よって上記ボール8がドラム下方に留まっている状態で、偏心量検知手段21は水槽2の振動変位を検知し、制御手段6によって解析することで、衣類のみの偏心量を得ることができる。
このようにこの回転速度でドラム3を回転すると、洗濯物13の偏りが形成しやすく、かつ、ドラム3の一回転(一周期)内で洗濯物13の偏りによる偏心位置や偏心量を検知することが可能なため、本実施例では80rpmとしている。
次に、偏心のドラム3周方向の位置検知について説明する。本実施では、駆動モータ4に印加する電流値(トルク電流)と位相を電流検知手段22によって検知しモニターしている。

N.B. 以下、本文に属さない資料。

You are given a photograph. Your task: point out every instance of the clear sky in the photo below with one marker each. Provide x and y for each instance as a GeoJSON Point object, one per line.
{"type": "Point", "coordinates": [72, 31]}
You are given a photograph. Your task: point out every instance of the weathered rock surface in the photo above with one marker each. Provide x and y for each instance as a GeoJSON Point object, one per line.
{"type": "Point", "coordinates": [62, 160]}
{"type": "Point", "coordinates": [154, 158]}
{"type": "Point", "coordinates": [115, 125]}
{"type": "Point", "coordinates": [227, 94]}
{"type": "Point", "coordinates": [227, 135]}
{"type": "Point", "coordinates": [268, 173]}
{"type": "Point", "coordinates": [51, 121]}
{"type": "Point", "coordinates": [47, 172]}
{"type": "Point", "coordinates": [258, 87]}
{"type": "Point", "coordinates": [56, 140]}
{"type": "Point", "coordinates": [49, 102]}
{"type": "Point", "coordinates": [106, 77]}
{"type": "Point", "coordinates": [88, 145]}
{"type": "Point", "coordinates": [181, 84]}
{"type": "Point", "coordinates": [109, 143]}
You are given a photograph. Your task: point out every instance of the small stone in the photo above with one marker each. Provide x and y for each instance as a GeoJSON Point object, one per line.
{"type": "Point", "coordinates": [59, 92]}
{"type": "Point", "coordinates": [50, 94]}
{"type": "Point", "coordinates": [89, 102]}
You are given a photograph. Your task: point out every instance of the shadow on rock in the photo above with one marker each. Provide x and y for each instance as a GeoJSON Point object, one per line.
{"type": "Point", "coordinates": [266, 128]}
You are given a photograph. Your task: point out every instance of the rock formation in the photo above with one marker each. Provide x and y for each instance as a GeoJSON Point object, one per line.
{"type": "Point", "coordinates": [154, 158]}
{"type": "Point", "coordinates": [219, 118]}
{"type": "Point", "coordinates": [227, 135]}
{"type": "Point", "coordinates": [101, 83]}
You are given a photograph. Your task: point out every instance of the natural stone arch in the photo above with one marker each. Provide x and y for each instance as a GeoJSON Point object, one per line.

衣類の偏心位置は変動する電流の周期より得ている。駆動モータ4は、回転数を一定させる制御を行う。回転するドラム3上で偏心が下方にあるときはその重量に逆らって上方に持ち上げるため電流を多く消費し、逆に偏心がドラム3上部にあるときは重力方向に下方に持っていくために最少の電流消費となる。このように、ドラム3に偏心があるときは、駆動モータ4の印加電流は変動し、印加電流はドラム回転時の偏心位置とリンクするため、偏心の位置を判定することができる。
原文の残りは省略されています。